Les Moonves, the head of CBS, is quite an irresistible figure.
The former actor and ultimate corporate insider, with his million-dollar suits and million-dollar smile, is still having fun in the media business -- perhaps the last guy having fun. This may be because he still believes in it, or because, like the greatest showmen, he knows that, if you give a good enough performance, everybody is happy to suspend disbelief.
Moonves, with deadpan righteousness -- and yet, obviously, with a twinkle in his eye -- is on a tear about the Dish Network's Hopper DVR, whose AutoHop feature, in a most minor advance, skips ads for you automatically. In addition to suing Dish, joined by the other major broadcasters, Moonves is also threatening to take CBS programs off of the satellite network.

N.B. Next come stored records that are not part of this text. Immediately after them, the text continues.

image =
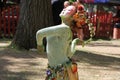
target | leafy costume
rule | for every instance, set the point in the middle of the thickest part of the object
(60, 48)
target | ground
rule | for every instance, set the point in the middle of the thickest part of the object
(100, 60)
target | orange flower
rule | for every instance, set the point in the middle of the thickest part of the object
(79, 18)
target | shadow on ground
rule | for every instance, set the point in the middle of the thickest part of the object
(20, 65)
(97, 59)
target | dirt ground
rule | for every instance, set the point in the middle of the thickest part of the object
(100, 60)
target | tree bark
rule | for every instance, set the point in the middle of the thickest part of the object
(34, 15)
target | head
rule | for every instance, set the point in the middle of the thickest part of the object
(68, 12)
(66, 4)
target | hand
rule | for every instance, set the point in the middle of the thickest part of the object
(40, 48)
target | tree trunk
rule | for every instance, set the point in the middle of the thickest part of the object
(34, 15)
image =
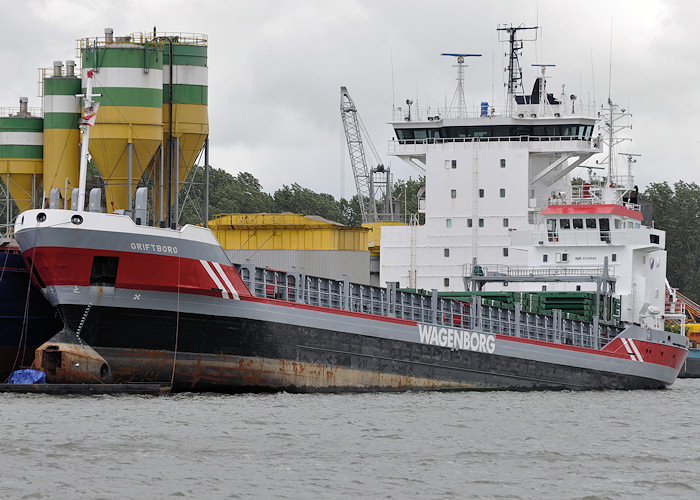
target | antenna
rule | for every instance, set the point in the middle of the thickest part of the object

It's lovely shocked-shocked bluster: Not watching ads! Un-American!
As it happens, a panoply of devices allow you to do just this, and have, if somewhat more stealthily, since the late 1990s. But pay no attention to actual technology.
In this contretemps, Moonves is matched against Dish chief Charlie Ergen, the ultimate corporate outsider, irascible, belligerent, and litigious, who, for years, has been locked in fractious battles with the networks over . . . well, most everything.

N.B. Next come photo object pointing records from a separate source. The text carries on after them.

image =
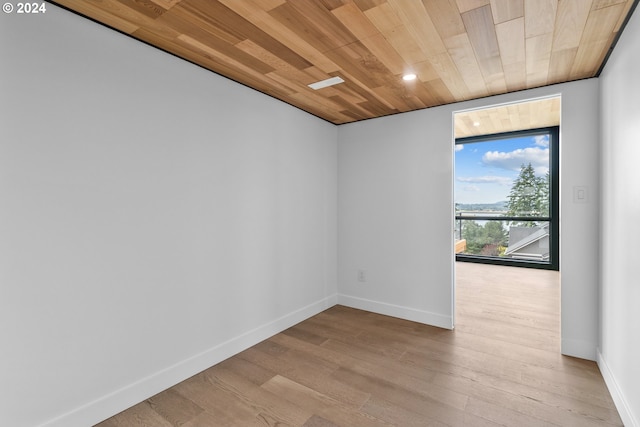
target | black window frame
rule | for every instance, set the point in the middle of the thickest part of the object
(554, 202)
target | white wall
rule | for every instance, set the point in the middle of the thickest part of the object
(395, 213)
(154, 219)
(620, 224)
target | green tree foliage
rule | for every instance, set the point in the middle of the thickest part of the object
(529, 196)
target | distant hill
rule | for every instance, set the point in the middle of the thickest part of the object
(498, 206)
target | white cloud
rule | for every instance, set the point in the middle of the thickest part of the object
(537, 156)
(501, 180)
(541, 140)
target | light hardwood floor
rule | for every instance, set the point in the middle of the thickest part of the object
(345, 367)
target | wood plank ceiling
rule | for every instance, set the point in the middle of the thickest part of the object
(459, 49)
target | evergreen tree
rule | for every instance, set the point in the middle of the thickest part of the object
(529, 196)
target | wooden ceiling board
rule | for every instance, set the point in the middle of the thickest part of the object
(533, 114)
(459, 49)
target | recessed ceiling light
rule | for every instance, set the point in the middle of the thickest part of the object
(326, 83)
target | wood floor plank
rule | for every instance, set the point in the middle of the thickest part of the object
(347, 367)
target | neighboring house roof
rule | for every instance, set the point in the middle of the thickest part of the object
(518, 248)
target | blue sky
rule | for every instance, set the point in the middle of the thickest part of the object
(484, 171)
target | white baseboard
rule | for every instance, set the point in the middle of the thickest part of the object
(576, 348)
(616, 394)
(401, 312)
(117, 401)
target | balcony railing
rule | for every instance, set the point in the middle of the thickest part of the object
(496, 235)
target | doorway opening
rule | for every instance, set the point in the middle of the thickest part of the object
(517, 231)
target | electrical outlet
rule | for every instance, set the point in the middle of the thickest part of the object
(362, 277)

Ergen's reasonable defense is that all sentient people use technology to skip ads and that the Hopper DVR merely allows people to do it more efficiently.
Moonves, on his part, makes the baldly self-serving case that because advertising is what supports television shows, consumers are stealing if they don't watch the advertising. And anyone who helps them avoid the advertising is aiding and abetting this crime.

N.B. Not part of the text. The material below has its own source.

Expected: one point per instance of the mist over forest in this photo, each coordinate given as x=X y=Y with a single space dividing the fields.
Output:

In fact, defying any obvious logic, advertisers continue to flood into network television, with ever more expensively produced commercials. They do this despite the fact that audiences have shrunk by more than half, and that only the most passive potatoes actually sit through a commercial, and that, more and more, television shows are consumed via distribution channels without advertising.
Almost everybody in the media business has, for almost half a generation, expected the nation's media buyers and chief marketing officers to wake up one morning and say this is nuts.
Much of the value in digital entertainment and information companies is predicated on the expectation that this will happen -- that the $60 billion in advertising that goes to television will soon be more equitably distributed.
But it hasn't happened.
Advertising, at least big-budget big-margin brand advertising, the profit machine of the media business, has not followed the American audience -- television has been, quite astoundingly, quite unaffected by digital growth. Big brands have stubbornly stuck with television -- network television at that.
Moonves may understand why. Everybody is happy to pretend that their world has not ended, at least if you offer them the opportunity to pretend. By suing Dish, Moonves is offering one more pretense that there are still people frozen on their couches -- and Les Moonves is not going to let Charlie Ergen free them!
In a sense, Moonves himself is a pretend figure out of television's past. He represents the ease, the charm and showmanship of the great days of television.